The change the West promised the Libyan people is a far cry from the benefits that the Libyan citizen used to enjoy under Gaddafi’s rule. Under Gaddafi’s rule some of the benefits for a Libyan citizen included free electricity, no interest on bank loans, all newlyweds would receive US$50,000 from the state to buy an apartment, the country had no external debt and 87 percent of the population was literate. Gaddafi was indeed a dictator, and like all dictators, had a long list of imperfections and human rights abuses to his name. No one sensible can condone that list of errors.

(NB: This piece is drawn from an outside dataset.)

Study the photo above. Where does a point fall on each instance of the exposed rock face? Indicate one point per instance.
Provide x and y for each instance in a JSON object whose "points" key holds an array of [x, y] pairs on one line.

But if you take an objective view of the situation from then and up till now, then it is clear that recent events in Libya prove that the country was far better off under Gaddafi’s rule, than under the so-called NTC government (and subsequent governments of the General National Congress and Council of Deputies), which again and again have demonstrated their failure to govern or unite the country.

The last words of  a bloodied Gaddafi did not make sense when he posed the question to his captors,

“Do you know right from wrong?”

After all the bloody chaos (recently the beheading of Coptic Christians by Isis), one would hope that some of those militants who blindly fought Gaddafi’s rule under some misguided anti-dictator cum liberation sentiment now know right from wrong.